Various groups selling 'miracle' prevention techniques, and various United Nations groups (such as IARC) insist that cancer is a lifestyle disease, and if you just pay them, they will either give you something to prevent it or get something banned to prevent it.
But you can't prevent it. The science reality is that we are only now generally living long enough to get cancer because we aren't dying from all of the other things that used to kill us. Variations in terms of cancer risk among tissues from various organs in the body merely amount to pure bad luck, according to a recent study published in Science by Tomasetti and Vogelstein. In other words, cancer risk is linked to random mutations arising in the normal course of DNA replication of healthy cells and environmental and genetic factors play a lesser role.
The broader cancer community has primarily reacted negatively to this interpretation joining them are Didier Sornette and Maroussia Favre from ETH Zurich, Switzerland, who say it is a statistical fallacy - ironically, the very thing that trips up so many 'Chemical X causes cancer' claims.

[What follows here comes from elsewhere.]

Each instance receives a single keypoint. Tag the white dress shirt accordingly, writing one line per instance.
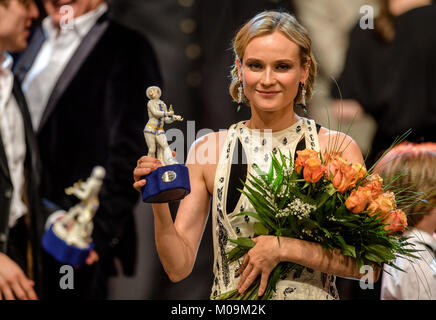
(55, 53)
(13, 138)
(418, 282)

Your mice could end up looking like this no matter what environmental factors are. Link: Forbes
The key is to distinguish between individual organ risks and population risks, they wrote in recent correspondence published in EPJ Nonlinear Biomedical Physics. They also contend that even if
genetic and environmental factors
cannot explain differences in cancer rates between different organs, well, they should still be...just because.
Sornette and Favre's argument points to the importance of population heterogeneity, i.e. each person has different individual risks that are perhaps linked to environmental and genetic factors, when establishing population-wide predictions of cancer risk.
They use a math analogy: For any given organ, they calculate a correlation between lifetime cancer risk and the total number of stem cell divisions. They do so for two different sub-population groups, one with a high cancer risk and the other with a low risk, averaged over the whole sample population. This translates into an equal or higher correlation of cancer occurrence for the whole population. This counters the Science paper's interpretation that a large fraction of the variation in cancer risk among different organs can largely be explained by the number of stem cell divisions. In fact, the authors contend, the measurable difference between organs in terms of cancer rates are not mutually exclusive to the strong environmental and genetic effects on cancer rates.